We sat round him in silence; an indescribable feeling of awe pervaded my whole mind, and his sister was affected to tears.

"Margaret," he said, in a feeble voice—"Margaret, you will find my Bible in yonder little recess; 'tis all I have to leave you; but keep it, dearest sister, and use it, and, in times of sorrow and suffering that come to all, you will know how to prize the legacy of your poor brother. Many, many books do well enough for life; but there is only one of any value when we come to die.

"You have been a voyager of late, Mr. Lindsay," he continued, "and I have been a voyager too. I have been journeying in darkness and discomfort, amid strange unearthly shapes of dread and horror, with no reason to direct and no will to govern. Oh, the unspeakable unhappiness of these wanderings!—these dreams of suspicion, and fear, and hatred, in which shadow and substance, the true and the false, were so wrought up and mingled together, that they formed but one fantastic and miserable whole. And, oh! the unutterable horror of every momentary return to a recollection of what I had been once, and a sense of what I had become! Oh, when I awoke amid the terrors of the night—when I turned me on the rustling straw, and heard the wild wail and yet wilder laugh—when I heard and shuddered, and then felt the demon in all his might coming over me, till I laughed and wailed with the others—oh

the misery! the utter misery!—But 'tis over, my friend—'tis all over; a few, few tedious days, a few, few weary nights, and all my sufferings shall be over."

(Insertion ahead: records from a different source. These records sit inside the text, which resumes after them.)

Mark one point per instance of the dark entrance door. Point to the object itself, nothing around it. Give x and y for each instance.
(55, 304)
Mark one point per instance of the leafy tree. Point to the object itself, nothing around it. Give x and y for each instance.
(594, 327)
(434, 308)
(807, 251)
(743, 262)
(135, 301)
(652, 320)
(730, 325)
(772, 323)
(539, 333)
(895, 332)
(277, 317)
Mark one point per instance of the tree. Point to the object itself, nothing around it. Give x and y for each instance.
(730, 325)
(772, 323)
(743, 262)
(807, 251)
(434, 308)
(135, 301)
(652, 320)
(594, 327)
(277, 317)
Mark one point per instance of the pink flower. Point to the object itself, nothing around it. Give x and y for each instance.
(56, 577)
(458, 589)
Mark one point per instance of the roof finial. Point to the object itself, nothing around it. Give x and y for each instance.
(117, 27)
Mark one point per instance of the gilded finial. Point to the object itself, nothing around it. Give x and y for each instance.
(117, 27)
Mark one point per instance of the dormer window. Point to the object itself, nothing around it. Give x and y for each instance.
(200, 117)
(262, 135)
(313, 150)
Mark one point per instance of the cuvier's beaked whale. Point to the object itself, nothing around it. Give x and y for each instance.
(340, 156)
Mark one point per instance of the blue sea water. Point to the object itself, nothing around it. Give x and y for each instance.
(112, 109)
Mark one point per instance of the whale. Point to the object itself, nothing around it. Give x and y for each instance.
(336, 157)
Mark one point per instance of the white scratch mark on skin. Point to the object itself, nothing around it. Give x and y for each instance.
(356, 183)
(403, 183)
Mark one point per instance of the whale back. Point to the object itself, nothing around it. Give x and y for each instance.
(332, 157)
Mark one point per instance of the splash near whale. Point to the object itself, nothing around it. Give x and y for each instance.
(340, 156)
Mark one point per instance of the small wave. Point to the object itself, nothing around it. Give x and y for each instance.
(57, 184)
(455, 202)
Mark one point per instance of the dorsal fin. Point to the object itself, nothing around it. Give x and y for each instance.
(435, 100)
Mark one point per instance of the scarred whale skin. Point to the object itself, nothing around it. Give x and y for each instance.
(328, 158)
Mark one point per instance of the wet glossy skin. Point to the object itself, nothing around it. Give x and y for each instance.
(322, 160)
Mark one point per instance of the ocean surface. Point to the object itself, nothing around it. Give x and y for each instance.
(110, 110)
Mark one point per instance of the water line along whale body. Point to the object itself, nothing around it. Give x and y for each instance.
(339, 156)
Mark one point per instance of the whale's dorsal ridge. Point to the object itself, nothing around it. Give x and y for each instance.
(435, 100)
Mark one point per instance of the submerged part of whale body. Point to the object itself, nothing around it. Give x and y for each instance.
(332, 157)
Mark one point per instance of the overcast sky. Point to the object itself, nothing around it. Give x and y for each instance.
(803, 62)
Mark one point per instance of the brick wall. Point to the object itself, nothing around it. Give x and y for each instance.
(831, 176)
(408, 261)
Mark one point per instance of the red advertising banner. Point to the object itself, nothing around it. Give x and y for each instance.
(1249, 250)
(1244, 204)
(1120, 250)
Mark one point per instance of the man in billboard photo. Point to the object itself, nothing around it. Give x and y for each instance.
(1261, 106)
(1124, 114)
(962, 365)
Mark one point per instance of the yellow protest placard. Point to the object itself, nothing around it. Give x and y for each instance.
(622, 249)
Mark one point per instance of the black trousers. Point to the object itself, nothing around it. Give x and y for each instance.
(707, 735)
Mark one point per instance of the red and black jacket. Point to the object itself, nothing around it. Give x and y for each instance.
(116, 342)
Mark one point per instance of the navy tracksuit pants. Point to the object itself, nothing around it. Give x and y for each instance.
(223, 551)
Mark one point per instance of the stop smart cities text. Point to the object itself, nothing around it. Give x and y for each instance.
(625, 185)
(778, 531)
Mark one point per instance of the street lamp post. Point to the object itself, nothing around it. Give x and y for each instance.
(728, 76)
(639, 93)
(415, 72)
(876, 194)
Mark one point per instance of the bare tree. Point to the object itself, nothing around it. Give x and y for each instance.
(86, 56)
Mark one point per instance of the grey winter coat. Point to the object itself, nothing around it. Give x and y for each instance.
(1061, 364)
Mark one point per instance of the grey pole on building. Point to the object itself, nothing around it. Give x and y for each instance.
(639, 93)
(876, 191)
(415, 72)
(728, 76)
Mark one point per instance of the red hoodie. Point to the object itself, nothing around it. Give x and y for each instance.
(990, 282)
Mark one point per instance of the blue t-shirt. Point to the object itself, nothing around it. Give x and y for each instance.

I had covered my face with my hands, but the tears came bursting through my fingers; the mother and sister of the poet sobbed aloud.

"Why sorrow for me, sirs?" he said; "why grieve for me? I am well, quite well, and want for nothing. But 'tis cold; oh, 'tis very cold, and the blood seems freezing at my heart. Ah, but there is neither pain nor cold where I am going, and I trust it shall be well with my soul. Dearest, dearest mother, I always told you it would come to this at last."